Following Iran's missile attack on the US-led forces in Iraq early today and the mounting political tensions in the Middle East, the spiralling crude oil prices may cause a negative impact on the Indian economy in the long run, but not in the short to medium term period, say experts.
The international crude oil prices breached the $70 per barrel mark today, although cooled off later in the day. Brent crude futures rose 97 cents to $69.24 by around 0403 GMT, after earlier rising to $71.75, the highest since mid-September 2019. However, oil retail prices in India remained unchanged after rising consistently during the week. The petrol price is at Rs 75.74 per litre in Delhi today and Rs 81.33 per litre in Mumbai.
Experts believe India may not face crude oil shortage if the tensions in the middle east escalate even to a war, as many countries such as Saudi Arabia, Venezuela or other Mediterranean and Middle East countries can assure supplies to the country. However, increase in prices could affect India's fiscal deficit and consumer price index in the long run, they say.
"The current spike in crude price is a temporary phenomenon and is a reaction to the developments in the Middle East. As far as availability is concerned, it is not an issue for India, but continued higher prices will have an impact and will be bad for the health of the economy," says Deepak Mahurkar, leader, oil and gas, PwC India. He notes that an expert committee formed a few years ago, which looked into the impact of crude oil prices going up by 10 per cent, had assessed while inflation could be contained and limited to about 10 per cent, the most affected sectors could be agriculture and manufacturing in the long term. Overall consumption could go down, but that won't affect the fundamentals of the economy.
In the new year, retail petrol prices have gone up by 60 paise while that of diesel by 83 paise. Oil retail prices in India are determined on a daily basis and are announced every morning at 6 AM. The pricing formula involves 80 per cent of import price and 20 per cent of export price of the fuel depending on the international benchmark prices. Crude oil prices can have more than 10 per cent impact on the Wholesale Price Index (WPI) and inflation. But with retail inflation at a three-year high of 5.5 per cent and retail food inflation at 10.5 per cent, any further hike in crude oil prices could have a negative impact in the long run, they say.
India imports more than 80 per cent of its oil requirements and imports 4.5 million barrels of oil per day. The country purchases two-third of its crude from the Gulf with Iraq the top supplier. India imported 207.3 million tonne of crude oil in 2018-19, spending $111.9 billion, up from $87.8 billion in 2017-18. Every dollar increase in crude prices will increase India's annual oil import bill by over $1.6 billion, according to an analysis by CARE Ratings.
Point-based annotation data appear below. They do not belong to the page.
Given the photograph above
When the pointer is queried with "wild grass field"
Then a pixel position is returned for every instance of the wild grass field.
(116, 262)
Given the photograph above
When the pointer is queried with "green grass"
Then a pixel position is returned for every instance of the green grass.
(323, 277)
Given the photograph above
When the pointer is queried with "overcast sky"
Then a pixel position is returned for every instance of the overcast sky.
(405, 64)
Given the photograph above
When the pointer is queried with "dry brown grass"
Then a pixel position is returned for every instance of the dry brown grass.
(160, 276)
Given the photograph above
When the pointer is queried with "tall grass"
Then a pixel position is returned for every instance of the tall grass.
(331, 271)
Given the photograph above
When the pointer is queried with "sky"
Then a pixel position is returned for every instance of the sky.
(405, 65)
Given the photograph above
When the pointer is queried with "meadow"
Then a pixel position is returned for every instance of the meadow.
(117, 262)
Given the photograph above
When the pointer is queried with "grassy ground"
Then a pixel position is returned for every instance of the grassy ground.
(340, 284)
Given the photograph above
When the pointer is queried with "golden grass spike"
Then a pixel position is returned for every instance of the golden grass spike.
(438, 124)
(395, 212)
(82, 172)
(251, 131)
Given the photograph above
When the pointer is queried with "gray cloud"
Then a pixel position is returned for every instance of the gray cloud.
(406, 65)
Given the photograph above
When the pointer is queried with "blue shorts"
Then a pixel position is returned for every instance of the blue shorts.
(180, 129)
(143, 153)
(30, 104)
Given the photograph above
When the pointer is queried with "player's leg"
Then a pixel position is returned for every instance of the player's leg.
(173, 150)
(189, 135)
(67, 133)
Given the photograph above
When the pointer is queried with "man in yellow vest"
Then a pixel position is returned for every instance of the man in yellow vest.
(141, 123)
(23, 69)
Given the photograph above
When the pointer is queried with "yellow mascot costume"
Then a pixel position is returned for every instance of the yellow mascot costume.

Oil price hikes are generally regarded as one of the main reasons for inflation and a fall in economic growth. In case of fiscal deficit, a $10 per barrel increase in crude prices leads to a maximum additional spending of $12.5 billion, assuming no changes in taxes and no-pass through of higher prices to consumers, according to a Reserve Bank of India (RBI) assessment last year. The current account deficit was at $6.25 billion during the September quarter compared to a deficit of $19.03 billion in the same quarter of the previous financial year. The analysts say it is difficult to quantify losses or the impact on current account deficit or fiscal deficit at this point of time.
Analysts feel the tension could ease as long as oil production facilities in Iran and the Middle East or the US remain unaffected by attacks.